In an Asian Development Bank study, however, there are about 424, 812 remitters who coursed through informal systems and padala practices amounting to $1.5 billion per year.

"OFWs still prefer to send remittances through informal channels rather than through commercial banks believing that these unregulated money transfer agencies offer the best rates and will provide lower remittance costs," he added.

With the goal of strengthening the Banko Sentral ng Pilipinas (BSP) by enforcing international best practices in banking supervision and better regulate the local financial sector, Senator Angara has filed a bill seeking to amend its charter.

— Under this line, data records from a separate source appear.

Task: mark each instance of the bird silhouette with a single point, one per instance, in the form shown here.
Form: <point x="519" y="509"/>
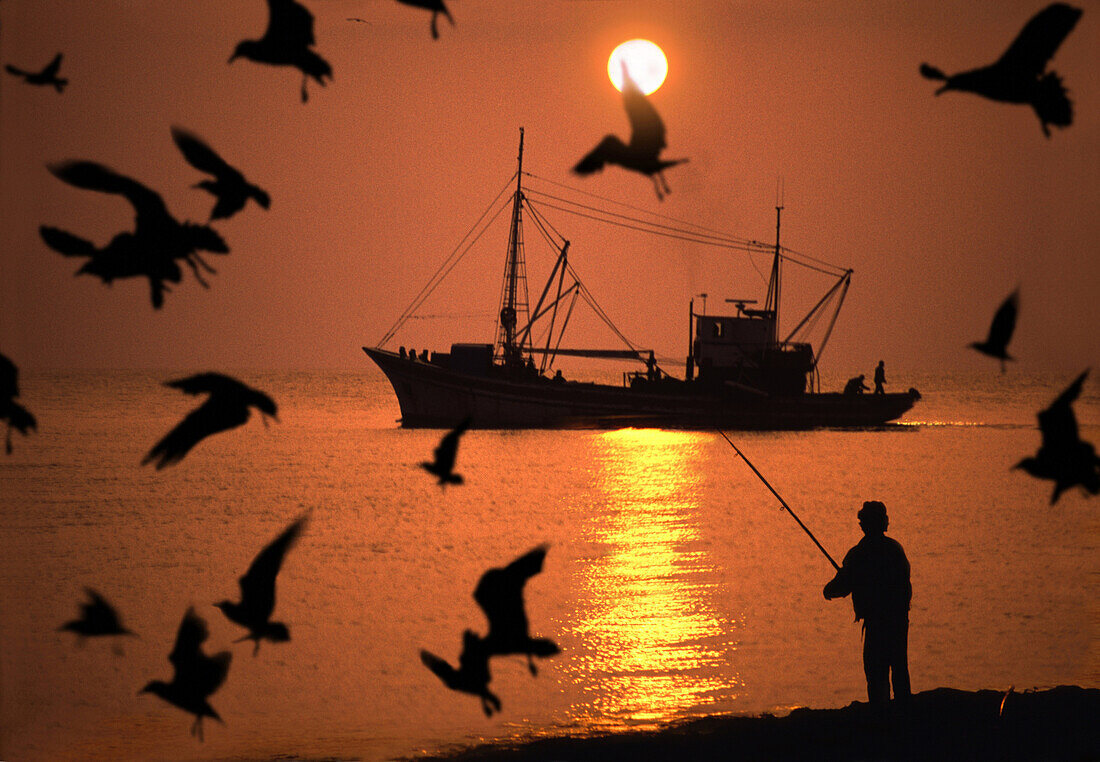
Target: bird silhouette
<point x="226" y="408"/>
<point x="228" y="185"/>
<point x="15" y="415"/>
<point x="287" y="42"/>
<point x="647" y="141"/>
<point x="98" y="618"/>
<point x="1020" y="75"/>
<point x="197" y="676"/>
<point x="436" y="7"/>
<point x="257" y="592"/>
<point x="1000" y="330"/>
<point x="151" y="251"/>
<point x="46" y="76"/>
<point x="1064" y="456"/>
<point x="499" y="593"/>
<point x="443" y="465"/>
<point x="472" y="675"/>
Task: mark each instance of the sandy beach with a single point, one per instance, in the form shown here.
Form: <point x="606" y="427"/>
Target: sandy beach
<point x="943" y="724"/>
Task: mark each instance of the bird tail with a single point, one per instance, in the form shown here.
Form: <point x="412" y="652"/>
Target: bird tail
<point x="1052" y="102"/>
<point x="932" y="73"/>
<point x="66" y="243"/>
<point x="671" y="163"/>
<point x="543" y="647"/>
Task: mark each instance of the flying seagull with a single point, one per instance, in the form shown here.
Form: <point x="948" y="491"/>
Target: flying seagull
<point x="196" y="675"/>
<point x="436" y="7"/>
<point x="647" y="141"/>
<point x="472" y="675"/>
<point x="1000" y="330"/>
<point x="499" y="593"/>
<point x="1064" y="456"/>
<point x="287" y="42"/>
<point x="15" y="415"/>
<point x="46" y="76"/>
<point x="443" y="465"/>
<point x="1020" y="75"/>
<point x="151" y="250"/>
<point x="98" y="618"/>
<point x="257" y="592"/>
<point x="226" y="408"/>
<point x="228" y="185"/>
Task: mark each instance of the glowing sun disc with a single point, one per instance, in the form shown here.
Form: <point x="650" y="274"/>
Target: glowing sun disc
<point x="644" y="59"/>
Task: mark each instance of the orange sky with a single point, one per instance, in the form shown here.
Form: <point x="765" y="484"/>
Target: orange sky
<point x="941" y="206"/>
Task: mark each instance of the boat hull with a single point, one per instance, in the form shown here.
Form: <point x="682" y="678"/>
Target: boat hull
<point x="431" y="396"/>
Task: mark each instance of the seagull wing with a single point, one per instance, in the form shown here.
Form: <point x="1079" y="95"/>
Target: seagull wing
<point x="1058" y="423"/>
<point x="207" y="419"/>
<point x="92" y="176"/>
<point x="1040" y="39"/>
<point x="647" y="130"/>
<point x="289" y="23"/>
<point x="257" y="585"/>
<point x="193" y="632"/>
<point x="201" y="156"/>
<point x="210" y="383"/>
<point x="9" y="377"/>
<point x="595" y="159"/>
<point x="65" y="243"/>
<point x="1004" y="322"/>
<point x="499" y="593"/>
<point x="52" y="67"/>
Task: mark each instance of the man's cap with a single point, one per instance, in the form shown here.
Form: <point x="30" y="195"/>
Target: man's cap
<point x="872" y="511"/>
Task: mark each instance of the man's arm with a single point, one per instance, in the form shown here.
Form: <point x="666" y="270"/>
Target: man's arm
<point x="838" y="586"/>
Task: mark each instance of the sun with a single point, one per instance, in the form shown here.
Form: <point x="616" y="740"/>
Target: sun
<point x="644" y="59"/>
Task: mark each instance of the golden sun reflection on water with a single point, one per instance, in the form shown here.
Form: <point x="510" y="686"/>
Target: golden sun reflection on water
<point x="655" y="645"/>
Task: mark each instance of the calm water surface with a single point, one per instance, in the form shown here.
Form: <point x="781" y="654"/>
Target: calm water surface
<point x="674" y="584"/>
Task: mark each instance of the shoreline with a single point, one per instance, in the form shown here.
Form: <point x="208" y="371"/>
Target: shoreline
<point x="941" y="724"/>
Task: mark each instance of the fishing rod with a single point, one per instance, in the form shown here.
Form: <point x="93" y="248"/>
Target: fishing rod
<point x="804" y="528"/>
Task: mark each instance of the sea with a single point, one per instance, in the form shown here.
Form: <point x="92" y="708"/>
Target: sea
<point x="674" y="583"/>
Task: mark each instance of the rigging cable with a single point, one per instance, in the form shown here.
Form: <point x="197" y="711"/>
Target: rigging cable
<point x="448" y="265"/>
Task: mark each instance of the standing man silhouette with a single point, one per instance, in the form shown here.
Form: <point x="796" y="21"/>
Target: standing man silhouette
<point x="876" y="574"/>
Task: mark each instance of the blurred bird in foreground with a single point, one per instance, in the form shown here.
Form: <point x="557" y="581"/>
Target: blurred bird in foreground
<point x="226" y="408"/>
<point x="1020" y="75"/>
<point x="15" y="415"/>
<point x="443" y="465"/>
<point x="472" y="675"/>
<point x="499" y="593"/>
<point x="1000" y="330"/>
<point x="228" y="185"/>
<point x="1064" y="456"/>
<point x="151" y="250"/>
<point x="436" y="7"/>
<point x="98" y="618"/>
<point x="197" y="675"/>
<point x="287" y="42"/>
<point x="46" y="76"/>
<point x="647" y="141"/>
<point x="257" y="592"/>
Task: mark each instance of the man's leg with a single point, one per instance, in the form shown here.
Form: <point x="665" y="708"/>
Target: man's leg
<point x="899" y="660"/>
<point x="876" y="662"/>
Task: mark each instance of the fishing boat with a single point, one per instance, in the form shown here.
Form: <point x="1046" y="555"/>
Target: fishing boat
<point x="739" y="373"/>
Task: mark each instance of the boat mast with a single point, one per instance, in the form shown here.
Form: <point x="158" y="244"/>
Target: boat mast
<point x="512" y="300"/>
<point x="771" y="304"/>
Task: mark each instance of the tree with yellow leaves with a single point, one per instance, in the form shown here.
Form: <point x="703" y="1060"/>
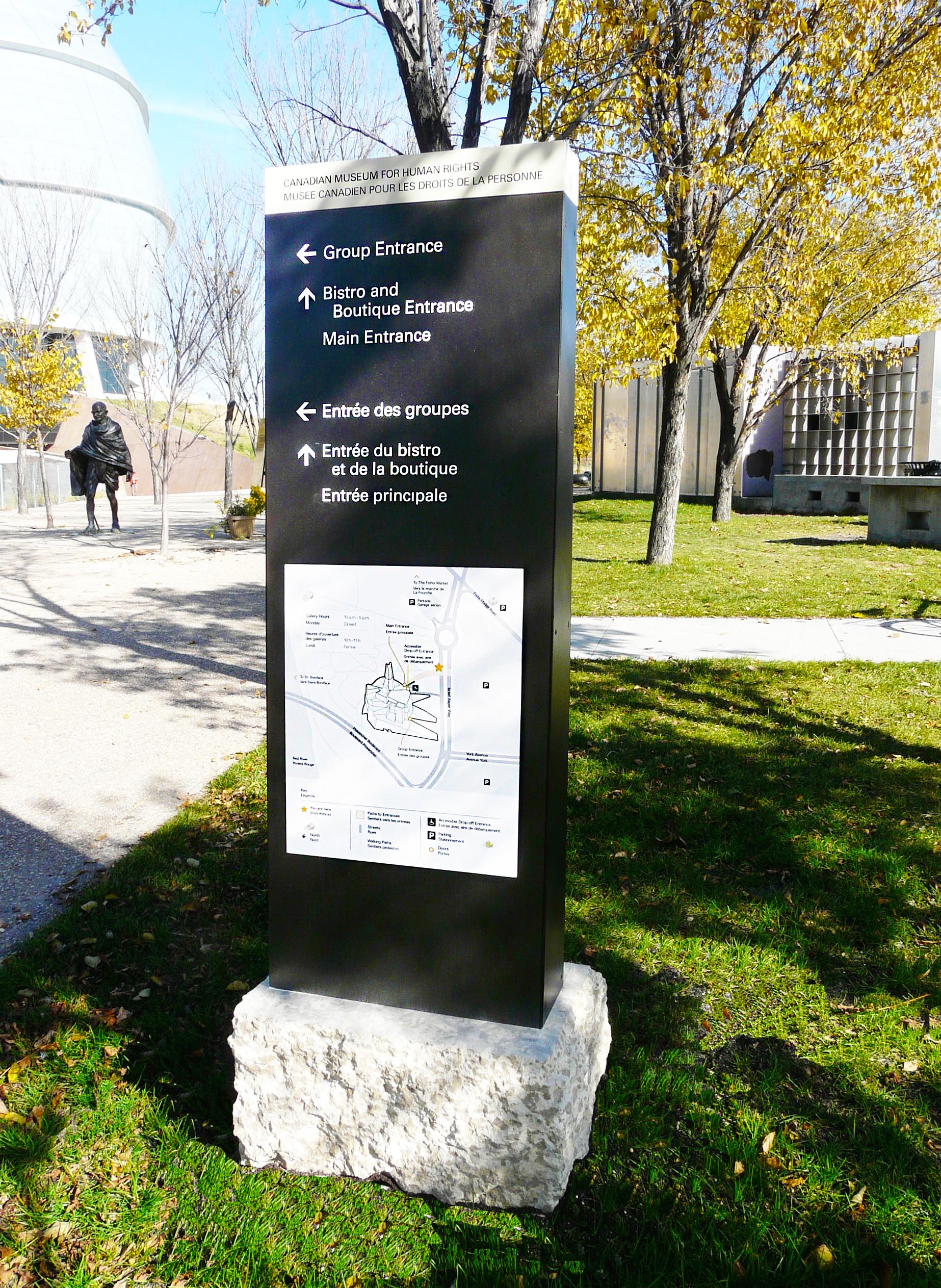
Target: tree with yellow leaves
<point x="734" y="120"/>
<point x="38" y="383"/>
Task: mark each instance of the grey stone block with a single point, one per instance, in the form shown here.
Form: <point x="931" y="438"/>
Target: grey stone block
<point x="464" y="1111"/>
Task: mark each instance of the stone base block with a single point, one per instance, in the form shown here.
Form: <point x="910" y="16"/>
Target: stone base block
<point x="464" y="1111"/>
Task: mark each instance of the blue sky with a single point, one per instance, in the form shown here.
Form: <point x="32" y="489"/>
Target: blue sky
<point x="177" y="53"/>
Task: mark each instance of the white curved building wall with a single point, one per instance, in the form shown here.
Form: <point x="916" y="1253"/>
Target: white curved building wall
<point x="75" y="146"/>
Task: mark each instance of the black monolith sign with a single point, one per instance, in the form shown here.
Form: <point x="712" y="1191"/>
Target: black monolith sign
<point x="422" y="325"/>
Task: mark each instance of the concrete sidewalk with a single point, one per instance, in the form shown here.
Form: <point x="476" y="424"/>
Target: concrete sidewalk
<point x="790" y="639"/>
<point x="128" y="682"/>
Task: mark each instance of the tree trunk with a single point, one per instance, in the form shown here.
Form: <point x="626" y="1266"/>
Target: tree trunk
<point x="229" y="450"/>
<point x="164" y="514"/>
<point x="676" y="381"/>
<point x="22" y="505"/>
<point x="726" y="454"/>
<point x="415" y="35"/>
<point x="525" y="72"/>
<point x="493" y="13"/>
<point x="725" y="486"/>
<point x="47" y="499"/>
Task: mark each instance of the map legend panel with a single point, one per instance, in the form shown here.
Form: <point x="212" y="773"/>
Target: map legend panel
<point x="402" y="719"/>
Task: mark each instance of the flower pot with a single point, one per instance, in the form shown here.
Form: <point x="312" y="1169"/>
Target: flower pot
<point x="241" y="526"/>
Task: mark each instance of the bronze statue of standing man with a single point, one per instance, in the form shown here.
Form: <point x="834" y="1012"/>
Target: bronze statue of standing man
<point x="101" y="457"/>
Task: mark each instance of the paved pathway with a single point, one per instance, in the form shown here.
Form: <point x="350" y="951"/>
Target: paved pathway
<point x="827" y="639"/>
<point x="126" y="683"/>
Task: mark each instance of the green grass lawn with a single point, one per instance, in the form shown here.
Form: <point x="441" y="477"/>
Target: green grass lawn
<point x="755" y="867"/>
<point x="755" y="566"/>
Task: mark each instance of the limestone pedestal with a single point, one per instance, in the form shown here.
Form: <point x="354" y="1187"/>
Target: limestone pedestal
<point x="464" y="1111"/>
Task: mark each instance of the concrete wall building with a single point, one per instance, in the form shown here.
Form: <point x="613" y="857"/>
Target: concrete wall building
<point x="817" y="452"/>
<point x="76" y="147"/>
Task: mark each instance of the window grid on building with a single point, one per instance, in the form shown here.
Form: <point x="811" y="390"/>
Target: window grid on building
<point x="829" y="429"/>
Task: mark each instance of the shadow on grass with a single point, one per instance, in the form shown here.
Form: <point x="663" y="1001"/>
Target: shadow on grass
<point x="817" y="542"/>
<point x="710" y="808"/>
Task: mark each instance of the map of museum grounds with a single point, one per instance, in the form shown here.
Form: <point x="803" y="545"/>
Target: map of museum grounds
<point x="403" y="691"/>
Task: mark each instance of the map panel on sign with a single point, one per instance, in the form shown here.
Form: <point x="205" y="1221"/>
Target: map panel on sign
<point x="403" y="692"/>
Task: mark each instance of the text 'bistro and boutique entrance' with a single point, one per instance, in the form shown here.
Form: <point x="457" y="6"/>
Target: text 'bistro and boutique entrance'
<point x="420" y="402"/>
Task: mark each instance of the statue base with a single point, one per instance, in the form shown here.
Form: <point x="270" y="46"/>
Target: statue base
<point x="462" y="1111"/>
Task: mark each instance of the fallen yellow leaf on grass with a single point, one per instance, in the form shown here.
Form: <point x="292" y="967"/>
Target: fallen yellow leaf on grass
<point x="822" y="1257"/>
<point x="57" y="1230"/>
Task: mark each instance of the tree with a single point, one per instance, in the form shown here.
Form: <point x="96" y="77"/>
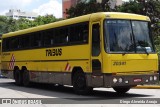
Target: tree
<point x="149" y="8"/>
<point x="10" y="25"/>
<point x="83" y="8"/>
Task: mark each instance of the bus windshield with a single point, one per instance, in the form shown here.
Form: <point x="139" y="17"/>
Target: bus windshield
<point x="128" y="36"/>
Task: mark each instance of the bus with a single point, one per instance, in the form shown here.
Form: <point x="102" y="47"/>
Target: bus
<point x="0" y="54"/>
<point x="104" y="49"/>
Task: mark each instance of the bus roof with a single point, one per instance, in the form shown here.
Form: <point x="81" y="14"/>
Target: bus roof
<point x="84" y="18"/>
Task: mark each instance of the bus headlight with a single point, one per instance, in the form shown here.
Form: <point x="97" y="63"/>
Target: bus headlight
<point x="155" y="78"/>
<point x="115" y="80"/>
<point x="120" y="80"/>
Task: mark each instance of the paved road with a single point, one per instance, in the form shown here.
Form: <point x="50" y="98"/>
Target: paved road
<point x="65" y="95"/>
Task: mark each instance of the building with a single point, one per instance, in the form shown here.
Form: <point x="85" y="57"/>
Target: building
<point x="68" y="3"/>
<point x="17" y="14"/>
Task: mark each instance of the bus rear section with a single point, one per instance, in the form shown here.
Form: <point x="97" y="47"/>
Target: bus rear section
<point x="127" y="56"/>
<point x="118" y="53"/>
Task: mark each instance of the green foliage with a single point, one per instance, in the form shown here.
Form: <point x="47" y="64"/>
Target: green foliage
<point x="83" y="8"/>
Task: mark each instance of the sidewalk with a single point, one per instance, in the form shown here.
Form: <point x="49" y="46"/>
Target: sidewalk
<point x="147" y="87"/>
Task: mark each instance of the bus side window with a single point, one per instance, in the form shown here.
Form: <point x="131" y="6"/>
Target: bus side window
<point x="95" y="40"/>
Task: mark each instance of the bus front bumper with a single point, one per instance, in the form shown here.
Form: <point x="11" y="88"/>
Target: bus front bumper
<point x="123" y="80"/>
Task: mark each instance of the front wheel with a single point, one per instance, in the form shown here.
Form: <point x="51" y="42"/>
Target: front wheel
<point x="18" y="77"/>
<point x="79" y="84"/>
<point x="121" y="90"/>
<point x="26" y="78"/>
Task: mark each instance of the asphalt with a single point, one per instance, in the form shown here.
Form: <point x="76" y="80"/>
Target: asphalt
<point x="148" y="87"/>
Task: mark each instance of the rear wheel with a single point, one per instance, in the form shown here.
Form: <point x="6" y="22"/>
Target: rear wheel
<point x="18" y="77"/>
<point x="121" y="90"/>
<point x="26" y="79"/>
<point x="79" y="84"/>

Under the bill, the BSP will be given the authority to request date not only from government entities but also from any person. It can evaluate and determine the financial condition, not only of the parent institution under its supervision but also of its subsidiaries and affiliates.

BSP shall also have the authority to approve transfers or acquisitions of shares in a supervised institution where such transfer or acquisition or series of transfers or acquisitions should be sufficient to elect at least one seat in the board or would effect a change in the majority ownership or control of the voting stock of the institution.

In addition, the Monetary Board shall have the authority to direct existing stockholders to infuse additional capital or in case of their inability or refusal, to direct them to accept new investors or merge or consolidate with a qualified financial institution.

The bill also seeks to prescribe additional and transparent grounds for bank closure announcement of unilateral closure, suspension of payment of deposit substitutes, or inability to pay liabilities as they become due to enable Philippine Deposit Insurance Corporation (PDIC) to recover their payments of insured deposits.